Its creators agreed, apparently. During its 500-plus days in limited release, the Finnish studio reworked the controls and progression system, shifted the screen orientation, and made myriad other tweak. Supercell has a medical history of killing soft-launched games that couldn’t match its vision, but Brawl Stars finally emerged from the gauntlet alive, and seemingly better to have gone through it.
Brawl Stars smartly adapts team-based multiplayer shooters for mobile in a way that makes perfect sense for pocket-sized touch devices. It’s an objective-based shooter, a battle royale game, a MOBA-lite and much more, all wrapped up in an approachable and attractive package.
Both Fortnite and PlayerUnknown’s Battlegrounds happen to be huge on iOS and Android (and everywhere else) this year, but neither is definitely an optimal smartphone experience. These are certainly sufficient in the event you don’t have a current console or a capable PC, or you’re just hungry for competition on the go, but they’re awkward in all of the ways you’d expect from the mobile port. They’re cumbersome and imprecise, and don’t run along with on older devices. The oft-lengthy matches also aren’t perfect for hopping in for a simple fix.
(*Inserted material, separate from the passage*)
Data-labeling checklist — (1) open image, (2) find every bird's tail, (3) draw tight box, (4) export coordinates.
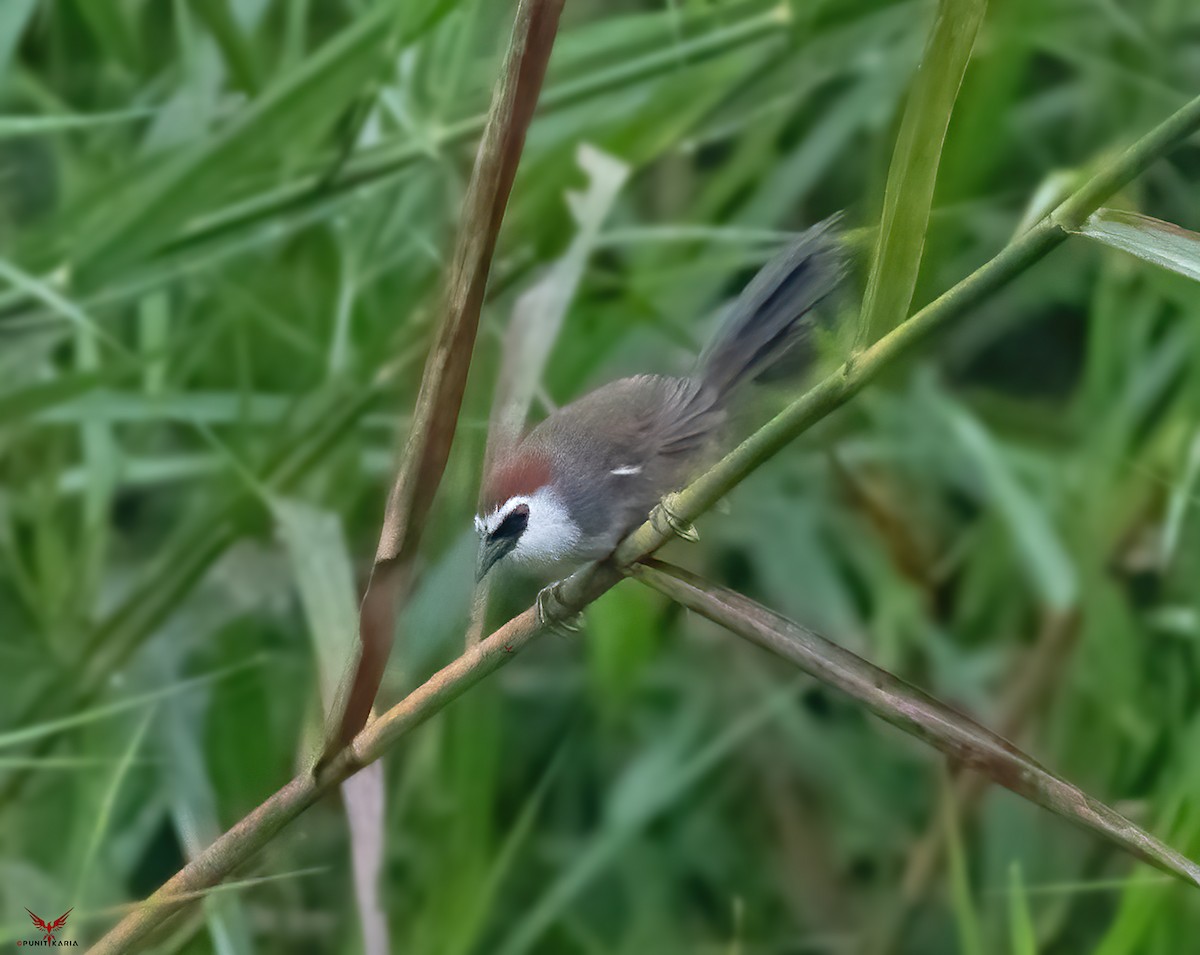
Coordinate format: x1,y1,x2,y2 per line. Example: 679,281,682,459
698,220,846,398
Brawl Stars doesn’t suffer from these issues, because it’s developed for mobile and cognizant from the platform’s limitations. Matches typically last a few minutes, and also the top-down view means there’s no fussing having a camera. One virtual stick controls your character while another aims and fires your weapon; you can alternately tap the latter stick for a single shot in the nearest foe. And once your ” special ” attack charges, another virtual stick activates to aim and launch that.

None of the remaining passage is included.